Como los grafitis del Cementerio Inglés o los de la iglesia de Santiago, todavía subsisten en Málaga muchos mosaicos de Invander. La calidad artística nunca desaparece.
Se cumple un año y medio de la fugaz visita a Málaga de un verdadero genio galo de las Bellas Artes, dispuesto a reeducar a los malagueños para que, además de apreciar el arte, gracias a su obra pudiéramos verle la gracia a los juegos de marcianitos de los años 80.
Como sabrán, se hacía llamar Invader, su modestia le impidió mostrarnos sus rasgos faciales y nada le detuvo en su afán reeducador, así que si fue capaz de dejar uno de sus mosaicos de marcianos en el letrero gigante de Hollywood, intuirán que para él fue un juego de niños colocar sus obras de fraguado rápido en sendos palacios de Málaga declarados Bien de Interés Cultural.
Resulta a todas luces digno de una obra maestra de la ciencia ficción que nuestro Ayuntamiento se pusiera serio y ordenara retirar las piezas a bastantes de los propietarios de los edificios siniestrados por Invader.
La responsabilidad y los gastos, claro, recayeron en los vecinos, pues todo el mundo sabe que Invader cayó por Málaga con nocturnidad, alevosía pero también por pura casualidad: cerró los ojos, dio vueltas al globo terráqueo que guarda en casa, plantó el dedo y salió la ciudad natal de Picasso. Que la Fiscalía de Medio Ambiente se querellara no solo contra Invader sino también contra el director del Centro de Arte Contemporáneo ha sido un disparate, que quede claro.
Dicho esto, resulta conmovedor contemplar estos días, año y medio después de su hazaña artística, la gitanilla gigante del Palacio Episcopal, en calle Santa María. La obra barroca se ennoblece con los rasgos infantiles de la bailaora y es una lástima que el Palacio de Salinas no exhiba ya el calamar plantado por nuestro anónimo maestro.
Por suerte, en nuestra ciudad las actuaciones que iletrados como el firmante confunden con meros actos vandálicos pueden durar en la trama urbana todo lo que le echen, siempre que ni la justicia ni otras administraciones azucen demasiado.
Ocurre con otras perfomances del arte en las que, esta vez sí, nuestro Consistorio se toma la molestia de trincar e identificar a sus autores, grafiteros de medio pelo que pagan su multa correspondiente. Sin embargo, detenidos y multados, su obra permanece. Y así, nos encontramos con que pasan los meses y siguen como el primer día esos enormes grafitis que revalorizan La Torrecilla, la casa de los Van Dulken en el paseo marítimo Pablo Ruiz Picasso o el Cementerio Inglés, gracias a su muro mancillado.

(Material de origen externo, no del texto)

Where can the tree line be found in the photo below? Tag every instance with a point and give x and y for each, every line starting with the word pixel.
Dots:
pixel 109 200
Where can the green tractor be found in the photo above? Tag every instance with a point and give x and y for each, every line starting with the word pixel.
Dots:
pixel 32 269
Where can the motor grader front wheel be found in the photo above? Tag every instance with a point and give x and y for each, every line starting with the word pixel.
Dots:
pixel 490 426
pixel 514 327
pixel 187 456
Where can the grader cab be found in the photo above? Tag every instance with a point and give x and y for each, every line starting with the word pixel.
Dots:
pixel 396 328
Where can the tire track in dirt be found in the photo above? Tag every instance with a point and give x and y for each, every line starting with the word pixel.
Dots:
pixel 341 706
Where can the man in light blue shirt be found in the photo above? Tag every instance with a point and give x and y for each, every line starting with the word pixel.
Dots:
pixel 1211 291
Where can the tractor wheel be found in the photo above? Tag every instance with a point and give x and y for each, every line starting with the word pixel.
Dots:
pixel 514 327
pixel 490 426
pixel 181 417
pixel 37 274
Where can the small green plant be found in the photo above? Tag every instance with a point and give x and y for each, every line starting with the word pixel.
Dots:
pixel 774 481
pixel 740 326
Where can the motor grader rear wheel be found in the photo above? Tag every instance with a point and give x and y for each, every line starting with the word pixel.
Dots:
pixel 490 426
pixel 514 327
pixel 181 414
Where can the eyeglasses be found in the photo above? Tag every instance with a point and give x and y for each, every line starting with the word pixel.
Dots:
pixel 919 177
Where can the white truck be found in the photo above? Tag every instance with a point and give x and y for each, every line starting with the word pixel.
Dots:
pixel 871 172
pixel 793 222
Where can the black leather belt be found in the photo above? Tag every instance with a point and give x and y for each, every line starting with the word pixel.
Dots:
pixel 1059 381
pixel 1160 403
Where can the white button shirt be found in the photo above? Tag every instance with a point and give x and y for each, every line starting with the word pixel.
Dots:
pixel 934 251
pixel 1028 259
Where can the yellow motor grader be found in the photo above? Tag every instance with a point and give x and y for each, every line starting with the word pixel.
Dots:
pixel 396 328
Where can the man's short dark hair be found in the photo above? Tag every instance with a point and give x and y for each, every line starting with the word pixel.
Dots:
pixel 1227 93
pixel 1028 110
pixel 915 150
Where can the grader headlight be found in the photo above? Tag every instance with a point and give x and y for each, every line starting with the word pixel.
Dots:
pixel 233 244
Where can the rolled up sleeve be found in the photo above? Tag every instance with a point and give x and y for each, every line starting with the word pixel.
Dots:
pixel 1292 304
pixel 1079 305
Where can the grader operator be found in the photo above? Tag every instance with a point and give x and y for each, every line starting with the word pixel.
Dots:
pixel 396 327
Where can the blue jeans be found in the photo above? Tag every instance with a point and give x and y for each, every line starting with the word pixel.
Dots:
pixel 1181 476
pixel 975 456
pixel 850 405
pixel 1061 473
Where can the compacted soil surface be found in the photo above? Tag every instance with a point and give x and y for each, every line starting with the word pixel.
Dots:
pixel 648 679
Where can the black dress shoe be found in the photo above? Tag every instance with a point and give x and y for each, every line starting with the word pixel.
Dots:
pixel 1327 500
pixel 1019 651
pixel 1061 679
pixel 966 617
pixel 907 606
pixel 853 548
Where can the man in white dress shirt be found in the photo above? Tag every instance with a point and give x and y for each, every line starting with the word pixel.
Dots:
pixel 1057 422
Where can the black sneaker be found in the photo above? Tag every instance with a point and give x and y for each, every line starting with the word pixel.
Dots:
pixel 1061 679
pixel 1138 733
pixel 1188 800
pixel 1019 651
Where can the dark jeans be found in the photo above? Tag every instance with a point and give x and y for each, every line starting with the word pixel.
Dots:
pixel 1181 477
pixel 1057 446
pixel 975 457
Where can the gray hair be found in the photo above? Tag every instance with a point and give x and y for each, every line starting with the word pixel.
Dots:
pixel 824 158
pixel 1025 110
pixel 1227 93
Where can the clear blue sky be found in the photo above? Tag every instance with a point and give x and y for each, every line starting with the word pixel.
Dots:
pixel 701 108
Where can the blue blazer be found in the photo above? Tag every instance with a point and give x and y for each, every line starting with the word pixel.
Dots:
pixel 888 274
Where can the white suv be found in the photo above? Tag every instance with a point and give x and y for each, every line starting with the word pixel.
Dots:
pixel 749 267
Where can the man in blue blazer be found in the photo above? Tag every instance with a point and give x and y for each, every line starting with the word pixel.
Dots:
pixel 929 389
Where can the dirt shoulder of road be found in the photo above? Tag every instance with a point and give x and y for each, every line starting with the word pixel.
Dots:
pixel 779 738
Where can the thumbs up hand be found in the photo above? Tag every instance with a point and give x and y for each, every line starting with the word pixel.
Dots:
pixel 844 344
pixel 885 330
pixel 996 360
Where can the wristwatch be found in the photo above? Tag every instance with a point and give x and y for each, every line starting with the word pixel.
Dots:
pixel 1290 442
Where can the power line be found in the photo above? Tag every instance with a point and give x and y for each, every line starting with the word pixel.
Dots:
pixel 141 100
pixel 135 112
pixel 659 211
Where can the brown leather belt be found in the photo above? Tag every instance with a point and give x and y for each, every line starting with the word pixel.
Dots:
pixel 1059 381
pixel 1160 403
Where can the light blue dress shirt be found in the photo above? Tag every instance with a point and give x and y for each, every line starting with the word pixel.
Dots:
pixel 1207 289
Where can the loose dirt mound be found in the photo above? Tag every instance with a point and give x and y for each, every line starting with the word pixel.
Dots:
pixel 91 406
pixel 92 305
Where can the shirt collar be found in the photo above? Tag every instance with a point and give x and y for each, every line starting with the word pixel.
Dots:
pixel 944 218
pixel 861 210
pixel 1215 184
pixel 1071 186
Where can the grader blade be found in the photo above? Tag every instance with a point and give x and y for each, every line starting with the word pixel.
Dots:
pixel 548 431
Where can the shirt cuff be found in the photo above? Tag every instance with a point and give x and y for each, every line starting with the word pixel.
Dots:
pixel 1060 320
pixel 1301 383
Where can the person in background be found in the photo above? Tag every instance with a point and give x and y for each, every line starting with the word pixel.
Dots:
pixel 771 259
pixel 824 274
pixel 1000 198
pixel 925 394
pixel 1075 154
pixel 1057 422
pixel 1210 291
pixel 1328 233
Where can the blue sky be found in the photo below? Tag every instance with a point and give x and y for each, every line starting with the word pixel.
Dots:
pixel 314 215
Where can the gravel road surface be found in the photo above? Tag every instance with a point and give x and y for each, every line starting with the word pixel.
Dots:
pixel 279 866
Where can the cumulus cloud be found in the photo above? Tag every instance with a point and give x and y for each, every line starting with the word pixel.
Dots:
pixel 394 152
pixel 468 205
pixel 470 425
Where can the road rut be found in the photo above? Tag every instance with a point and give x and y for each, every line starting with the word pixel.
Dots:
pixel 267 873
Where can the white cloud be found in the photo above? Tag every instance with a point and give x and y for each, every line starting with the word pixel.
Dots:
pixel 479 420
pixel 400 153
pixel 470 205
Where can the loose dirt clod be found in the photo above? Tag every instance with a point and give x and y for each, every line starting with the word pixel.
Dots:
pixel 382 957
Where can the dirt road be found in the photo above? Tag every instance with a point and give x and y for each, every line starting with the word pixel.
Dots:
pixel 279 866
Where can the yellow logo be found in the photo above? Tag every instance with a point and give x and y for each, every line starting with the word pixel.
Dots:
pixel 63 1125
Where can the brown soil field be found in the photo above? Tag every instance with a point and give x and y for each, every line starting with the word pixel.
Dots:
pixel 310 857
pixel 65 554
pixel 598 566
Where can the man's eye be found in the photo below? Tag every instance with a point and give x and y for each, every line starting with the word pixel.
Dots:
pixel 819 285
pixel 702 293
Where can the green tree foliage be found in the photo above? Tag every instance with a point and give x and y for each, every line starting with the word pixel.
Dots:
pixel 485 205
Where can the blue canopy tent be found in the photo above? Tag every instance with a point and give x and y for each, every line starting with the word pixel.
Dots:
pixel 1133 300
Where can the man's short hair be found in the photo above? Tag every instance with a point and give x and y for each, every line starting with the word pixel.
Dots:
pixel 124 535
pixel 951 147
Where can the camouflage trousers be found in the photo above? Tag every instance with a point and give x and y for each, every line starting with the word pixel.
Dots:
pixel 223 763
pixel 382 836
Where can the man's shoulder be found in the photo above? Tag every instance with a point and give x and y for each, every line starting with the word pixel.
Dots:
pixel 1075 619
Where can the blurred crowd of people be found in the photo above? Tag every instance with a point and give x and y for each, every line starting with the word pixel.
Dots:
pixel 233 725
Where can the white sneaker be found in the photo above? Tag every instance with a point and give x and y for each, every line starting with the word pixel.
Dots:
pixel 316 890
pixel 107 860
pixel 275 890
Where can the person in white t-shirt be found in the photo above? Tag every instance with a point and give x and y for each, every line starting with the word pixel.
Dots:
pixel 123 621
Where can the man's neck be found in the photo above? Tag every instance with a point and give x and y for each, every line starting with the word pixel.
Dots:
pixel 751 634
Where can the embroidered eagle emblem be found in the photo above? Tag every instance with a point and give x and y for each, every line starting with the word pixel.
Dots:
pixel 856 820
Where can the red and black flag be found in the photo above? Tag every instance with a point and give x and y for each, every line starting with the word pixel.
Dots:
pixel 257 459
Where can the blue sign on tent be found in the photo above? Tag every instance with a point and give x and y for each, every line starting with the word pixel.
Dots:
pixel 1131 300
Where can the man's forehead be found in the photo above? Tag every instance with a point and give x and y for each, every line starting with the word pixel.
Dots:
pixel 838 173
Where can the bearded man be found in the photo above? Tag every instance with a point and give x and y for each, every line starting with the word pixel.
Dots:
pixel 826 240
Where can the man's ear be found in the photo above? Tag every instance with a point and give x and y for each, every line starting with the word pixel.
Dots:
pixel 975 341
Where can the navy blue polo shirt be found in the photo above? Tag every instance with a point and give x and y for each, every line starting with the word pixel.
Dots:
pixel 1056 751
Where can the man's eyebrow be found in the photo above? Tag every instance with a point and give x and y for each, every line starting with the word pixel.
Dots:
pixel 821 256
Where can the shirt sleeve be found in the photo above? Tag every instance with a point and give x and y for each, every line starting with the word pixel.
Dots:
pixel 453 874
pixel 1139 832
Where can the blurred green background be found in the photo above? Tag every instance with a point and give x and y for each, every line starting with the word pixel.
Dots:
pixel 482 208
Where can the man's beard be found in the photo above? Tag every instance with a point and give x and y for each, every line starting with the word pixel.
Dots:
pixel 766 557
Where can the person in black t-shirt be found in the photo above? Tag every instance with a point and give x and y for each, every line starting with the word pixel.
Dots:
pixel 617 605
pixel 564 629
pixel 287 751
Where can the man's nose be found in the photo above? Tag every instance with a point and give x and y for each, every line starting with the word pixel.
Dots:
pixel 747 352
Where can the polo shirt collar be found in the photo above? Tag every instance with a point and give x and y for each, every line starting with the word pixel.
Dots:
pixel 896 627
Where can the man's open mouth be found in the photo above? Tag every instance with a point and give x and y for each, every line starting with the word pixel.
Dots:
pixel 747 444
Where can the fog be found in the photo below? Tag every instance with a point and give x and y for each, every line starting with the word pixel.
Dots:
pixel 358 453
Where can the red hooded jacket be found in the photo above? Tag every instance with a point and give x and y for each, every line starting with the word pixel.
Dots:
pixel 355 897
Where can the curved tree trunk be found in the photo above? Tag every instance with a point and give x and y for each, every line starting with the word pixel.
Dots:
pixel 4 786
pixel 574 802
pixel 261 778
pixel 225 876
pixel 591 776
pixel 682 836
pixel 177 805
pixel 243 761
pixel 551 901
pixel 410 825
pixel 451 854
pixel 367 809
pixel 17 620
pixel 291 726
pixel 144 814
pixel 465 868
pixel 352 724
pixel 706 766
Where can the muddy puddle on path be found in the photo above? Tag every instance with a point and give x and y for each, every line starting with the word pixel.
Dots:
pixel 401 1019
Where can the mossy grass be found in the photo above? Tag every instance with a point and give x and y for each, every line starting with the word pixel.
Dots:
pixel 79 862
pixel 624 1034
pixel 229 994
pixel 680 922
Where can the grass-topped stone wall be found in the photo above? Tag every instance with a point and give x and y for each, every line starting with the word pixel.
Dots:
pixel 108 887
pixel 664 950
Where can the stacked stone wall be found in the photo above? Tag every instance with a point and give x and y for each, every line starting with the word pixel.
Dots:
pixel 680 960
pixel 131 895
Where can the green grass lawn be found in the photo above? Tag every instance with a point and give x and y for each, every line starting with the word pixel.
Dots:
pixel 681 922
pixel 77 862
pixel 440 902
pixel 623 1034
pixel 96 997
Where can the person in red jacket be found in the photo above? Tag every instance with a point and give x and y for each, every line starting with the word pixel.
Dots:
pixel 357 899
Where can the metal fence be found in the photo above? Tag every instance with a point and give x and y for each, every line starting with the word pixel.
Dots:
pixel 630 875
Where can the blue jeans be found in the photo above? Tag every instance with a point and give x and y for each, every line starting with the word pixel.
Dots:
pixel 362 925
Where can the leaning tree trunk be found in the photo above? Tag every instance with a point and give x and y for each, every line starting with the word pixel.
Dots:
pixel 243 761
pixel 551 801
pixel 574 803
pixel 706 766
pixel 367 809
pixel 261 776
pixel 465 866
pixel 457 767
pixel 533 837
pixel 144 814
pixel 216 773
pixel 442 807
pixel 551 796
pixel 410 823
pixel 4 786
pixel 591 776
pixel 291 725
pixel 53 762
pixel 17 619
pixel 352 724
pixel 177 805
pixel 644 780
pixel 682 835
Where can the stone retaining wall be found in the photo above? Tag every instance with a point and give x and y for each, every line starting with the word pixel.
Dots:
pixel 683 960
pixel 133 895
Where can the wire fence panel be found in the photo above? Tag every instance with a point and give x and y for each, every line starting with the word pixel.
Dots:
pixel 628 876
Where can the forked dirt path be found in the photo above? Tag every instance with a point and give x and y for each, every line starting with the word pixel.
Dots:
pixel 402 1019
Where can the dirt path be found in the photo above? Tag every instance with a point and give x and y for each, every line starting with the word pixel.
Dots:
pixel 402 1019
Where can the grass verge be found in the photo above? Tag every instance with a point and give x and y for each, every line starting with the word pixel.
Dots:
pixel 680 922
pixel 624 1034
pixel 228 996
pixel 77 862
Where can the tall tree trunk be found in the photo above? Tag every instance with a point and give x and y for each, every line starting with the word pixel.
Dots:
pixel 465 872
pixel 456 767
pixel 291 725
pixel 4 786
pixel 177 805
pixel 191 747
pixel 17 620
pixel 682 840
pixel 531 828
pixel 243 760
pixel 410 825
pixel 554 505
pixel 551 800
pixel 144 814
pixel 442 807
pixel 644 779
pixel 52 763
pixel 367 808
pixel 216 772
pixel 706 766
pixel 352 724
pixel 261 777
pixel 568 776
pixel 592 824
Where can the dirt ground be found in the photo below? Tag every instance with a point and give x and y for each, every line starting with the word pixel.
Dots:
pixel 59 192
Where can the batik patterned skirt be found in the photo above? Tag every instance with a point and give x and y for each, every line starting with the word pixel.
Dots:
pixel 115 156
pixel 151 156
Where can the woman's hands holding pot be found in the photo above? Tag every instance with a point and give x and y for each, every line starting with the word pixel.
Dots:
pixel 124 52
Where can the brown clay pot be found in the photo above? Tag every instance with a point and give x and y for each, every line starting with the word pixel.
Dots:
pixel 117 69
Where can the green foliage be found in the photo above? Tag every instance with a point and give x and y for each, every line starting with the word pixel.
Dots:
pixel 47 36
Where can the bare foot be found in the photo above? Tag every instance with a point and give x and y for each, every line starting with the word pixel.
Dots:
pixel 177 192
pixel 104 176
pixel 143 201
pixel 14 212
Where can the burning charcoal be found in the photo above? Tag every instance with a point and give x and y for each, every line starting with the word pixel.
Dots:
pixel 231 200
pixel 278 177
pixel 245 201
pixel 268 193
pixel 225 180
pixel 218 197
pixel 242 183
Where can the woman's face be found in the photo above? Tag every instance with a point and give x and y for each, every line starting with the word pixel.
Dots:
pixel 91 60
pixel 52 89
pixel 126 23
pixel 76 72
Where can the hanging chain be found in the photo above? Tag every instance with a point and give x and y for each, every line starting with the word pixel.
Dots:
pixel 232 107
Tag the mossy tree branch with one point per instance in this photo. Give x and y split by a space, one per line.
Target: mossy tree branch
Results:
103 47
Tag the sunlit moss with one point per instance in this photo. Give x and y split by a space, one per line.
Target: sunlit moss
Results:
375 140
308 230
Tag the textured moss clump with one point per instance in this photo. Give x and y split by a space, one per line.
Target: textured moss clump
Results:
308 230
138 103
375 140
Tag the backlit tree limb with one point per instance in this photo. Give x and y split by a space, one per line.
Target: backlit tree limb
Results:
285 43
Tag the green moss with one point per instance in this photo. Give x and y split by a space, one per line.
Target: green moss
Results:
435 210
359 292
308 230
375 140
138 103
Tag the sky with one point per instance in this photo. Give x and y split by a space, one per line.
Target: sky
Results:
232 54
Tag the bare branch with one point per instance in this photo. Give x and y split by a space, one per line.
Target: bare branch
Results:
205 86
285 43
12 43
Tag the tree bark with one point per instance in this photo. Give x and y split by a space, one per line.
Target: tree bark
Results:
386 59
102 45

Animados por este comportamiento, no es extraño que estos días la parroquia de Santiago haya aumentado su colección de valiosos grafitis con nuevas aportaciones en el lateral de calle Santiago. Pronto, no se sabrá dónde comienza la iglesia más antigua de la ciudad y dónde una estación perdida del metro neoyorquino. Ese es el camino a seguir: la pervivencia de lo sublime.